🤖 AI Summary
This work addresses the challenge that existing data augmentation methods for video action recognition often introduce uncontrolled perturbations, which disrupt intra-class structure and induce representation drift. To mitigate this, the authors propose ReMA, a plug-and-play, training-free hybrid augmentation strategy that enhances representational diversity through controlled replacement while preserving class-conditional stability. ReMA innovatively integrates a Representation Alignment Mechanism (RAM) for structured intra-class mixing and a Dynamic Selection Mechanism (DSM) that generates motion-aware spatiotemporal masks to precisely localize perturbation regions. Extensive experiments demonstrate that ReMA consistently improves model generalization and robustness across multiple video action recognition benchmarks, with consistent effectiveness observed across varying spatiotemporal granularities.
📝 Abstract
Video behavior recognition demands stable and discriminative representations under complex spatiotemporal variations.

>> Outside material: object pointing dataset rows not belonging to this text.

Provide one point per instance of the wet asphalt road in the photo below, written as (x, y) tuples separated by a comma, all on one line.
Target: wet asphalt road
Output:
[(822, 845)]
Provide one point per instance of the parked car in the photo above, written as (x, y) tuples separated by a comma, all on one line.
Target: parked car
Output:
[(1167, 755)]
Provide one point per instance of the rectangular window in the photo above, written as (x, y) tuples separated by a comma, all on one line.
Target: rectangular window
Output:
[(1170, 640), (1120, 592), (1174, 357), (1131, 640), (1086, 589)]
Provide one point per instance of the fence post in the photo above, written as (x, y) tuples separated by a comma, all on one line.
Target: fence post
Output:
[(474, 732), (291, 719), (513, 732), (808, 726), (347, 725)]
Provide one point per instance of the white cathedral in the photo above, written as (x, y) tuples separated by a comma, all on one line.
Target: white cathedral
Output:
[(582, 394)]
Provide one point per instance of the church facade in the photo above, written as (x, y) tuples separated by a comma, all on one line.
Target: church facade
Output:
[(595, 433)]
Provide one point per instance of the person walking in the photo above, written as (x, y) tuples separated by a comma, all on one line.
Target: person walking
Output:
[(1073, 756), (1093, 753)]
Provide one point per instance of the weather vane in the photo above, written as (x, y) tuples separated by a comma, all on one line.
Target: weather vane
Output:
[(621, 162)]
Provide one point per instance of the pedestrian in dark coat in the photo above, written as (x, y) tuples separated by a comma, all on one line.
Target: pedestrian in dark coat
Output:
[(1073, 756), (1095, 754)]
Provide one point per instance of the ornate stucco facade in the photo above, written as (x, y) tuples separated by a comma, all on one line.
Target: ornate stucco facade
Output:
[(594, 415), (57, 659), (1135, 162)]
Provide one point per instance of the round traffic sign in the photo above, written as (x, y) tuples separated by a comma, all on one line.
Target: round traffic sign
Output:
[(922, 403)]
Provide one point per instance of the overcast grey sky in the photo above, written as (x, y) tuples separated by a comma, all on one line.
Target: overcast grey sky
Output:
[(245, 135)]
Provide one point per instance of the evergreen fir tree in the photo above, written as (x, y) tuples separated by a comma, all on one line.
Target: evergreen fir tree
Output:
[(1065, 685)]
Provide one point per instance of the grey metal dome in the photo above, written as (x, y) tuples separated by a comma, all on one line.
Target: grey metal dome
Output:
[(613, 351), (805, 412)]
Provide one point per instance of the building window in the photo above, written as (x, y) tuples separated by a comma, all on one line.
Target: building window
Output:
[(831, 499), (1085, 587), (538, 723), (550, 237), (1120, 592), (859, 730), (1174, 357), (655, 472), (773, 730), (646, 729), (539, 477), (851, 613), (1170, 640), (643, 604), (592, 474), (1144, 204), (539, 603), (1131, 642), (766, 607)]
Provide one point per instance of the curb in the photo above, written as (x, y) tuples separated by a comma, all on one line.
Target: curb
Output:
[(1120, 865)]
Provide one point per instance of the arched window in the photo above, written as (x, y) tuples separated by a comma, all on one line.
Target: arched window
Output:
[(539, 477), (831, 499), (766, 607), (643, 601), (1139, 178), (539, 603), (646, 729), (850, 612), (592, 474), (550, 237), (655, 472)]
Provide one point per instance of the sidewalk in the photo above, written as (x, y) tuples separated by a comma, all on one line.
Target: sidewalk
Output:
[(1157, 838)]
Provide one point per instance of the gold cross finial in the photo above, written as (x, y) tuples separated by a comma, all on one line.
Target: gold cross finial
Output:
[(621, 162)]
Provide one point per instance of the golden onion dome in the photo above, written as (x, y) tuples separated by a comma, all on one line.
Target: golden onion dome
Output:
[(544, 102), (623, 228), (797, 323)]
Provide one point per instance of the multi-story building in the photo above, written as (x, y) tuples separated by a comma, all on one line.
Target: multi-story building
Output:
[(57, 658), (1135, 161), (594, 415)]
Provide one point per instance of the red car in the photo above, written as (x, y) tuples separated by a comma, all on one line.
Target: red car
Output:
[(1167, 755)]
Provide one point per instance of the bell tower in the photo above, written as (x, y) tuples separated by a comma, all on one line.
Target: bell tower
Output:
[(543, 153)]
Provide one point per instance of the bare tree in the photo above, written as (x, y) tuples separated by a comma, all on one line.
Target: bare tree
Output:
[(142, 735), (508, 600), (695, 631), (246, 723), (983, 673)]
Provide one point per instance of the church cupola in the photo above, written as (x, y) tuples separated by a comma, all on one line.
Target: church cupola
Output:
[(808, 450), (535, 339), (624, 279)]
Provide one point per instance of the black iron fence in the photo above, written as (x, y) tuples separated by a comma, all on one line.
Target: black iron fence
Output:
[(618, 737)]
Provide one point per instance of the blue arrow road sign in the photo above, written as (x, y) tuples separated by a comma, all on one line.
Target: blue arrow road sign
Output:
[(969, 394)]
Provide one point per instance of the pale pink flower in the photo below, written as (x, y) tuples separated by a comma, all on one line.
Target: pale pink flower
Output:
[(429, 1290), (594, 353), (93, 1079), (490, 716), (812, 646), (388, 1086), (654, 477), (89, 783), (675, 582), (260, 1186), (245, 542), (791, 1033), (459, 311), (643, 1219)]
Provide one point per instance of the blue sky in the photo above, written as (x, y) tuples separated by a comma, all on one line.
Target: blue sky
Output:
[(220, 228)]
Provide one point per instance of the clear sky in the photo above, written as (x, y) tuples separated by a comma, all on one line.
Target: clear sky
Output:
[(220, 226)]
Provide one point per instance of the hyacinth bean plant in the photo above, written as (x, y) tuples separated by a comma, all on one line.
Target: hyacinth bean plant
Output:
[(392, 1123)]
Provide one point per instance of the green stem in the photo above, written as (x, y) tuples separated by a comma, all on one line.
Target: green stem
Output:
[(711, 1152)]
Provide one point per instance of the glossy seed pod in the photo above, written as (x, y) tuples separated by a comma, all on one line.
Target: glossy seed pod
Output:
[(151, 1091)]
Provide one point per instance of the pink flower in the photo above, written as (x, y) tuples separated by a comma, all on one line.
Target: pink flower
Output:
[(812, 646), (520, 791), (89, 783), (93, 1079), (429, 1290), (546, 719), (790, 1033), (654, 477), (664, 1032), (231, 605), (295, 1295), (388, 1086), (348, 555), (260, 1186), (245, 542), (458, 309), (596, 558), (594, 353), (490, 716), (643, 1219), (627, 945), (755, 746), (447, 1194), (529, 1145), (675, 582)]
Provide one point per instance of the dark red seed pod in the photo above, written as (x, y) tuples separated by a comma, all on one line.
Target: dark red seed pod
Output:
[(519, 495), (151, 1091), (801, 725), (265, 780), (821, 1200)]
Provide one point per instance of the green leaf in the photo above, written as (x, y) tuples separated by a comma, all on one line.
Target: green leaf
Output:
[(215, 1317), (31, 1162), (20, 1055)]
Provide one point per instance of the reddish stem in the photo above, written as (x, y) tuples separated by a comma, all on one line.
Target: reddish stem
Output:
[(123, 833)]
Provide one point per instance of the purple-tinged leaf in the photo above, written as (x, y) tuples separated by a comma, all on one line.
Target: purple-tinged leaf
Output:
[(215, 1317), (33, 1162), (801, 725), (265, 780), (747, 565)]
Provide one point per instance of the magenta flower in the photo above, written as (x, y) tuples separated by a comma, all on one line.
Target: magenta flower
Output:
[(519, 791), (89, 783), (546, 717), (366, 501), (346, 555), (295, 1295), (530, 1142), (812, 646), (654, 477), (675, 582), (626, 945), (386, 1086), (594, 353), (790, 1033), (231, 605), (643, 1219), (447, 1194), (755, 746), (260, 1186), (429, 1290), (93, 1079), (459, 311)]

However, prevailing data augmentation strategies for videos remain largely perturbation-driven, often introducing uncontrolled variations that amplify non-discriminative factors, which finally weaken intra-class distributional structure and representation drift with inconsistent gains across temporal scales. To address these problems, we propose Representation-aware Mixing Augmentation (ReMA), a plug-and-play augmentation strategy that formulates mixing as a controlled replacement process to expand representations while preserving class-conditional stability. ReMA integrates two complementary mechanisms. Firstly, the Representation Alignment Mechanism (RAM) performs structured intra-class mixing under distributional alignment constraints, suppressing irrelevant intra-class drift while enhancing statistical reliability. Then, the Dynamic Selection Mechanism (DSM) generates motion-aware spatiotemporal masks to localize perturbations, guiding them away from discrimination-sensitive regions and promoting temporal coherence. By jointly controlling how and where mixing is applied, ReMA improves representation robustness without additional supervision or trainable parameters. Extensive experiments on diverse video behavior benchmarks demonstrate that ReMA consistently enhances generalization and robustness across different spatiotemporal granularities.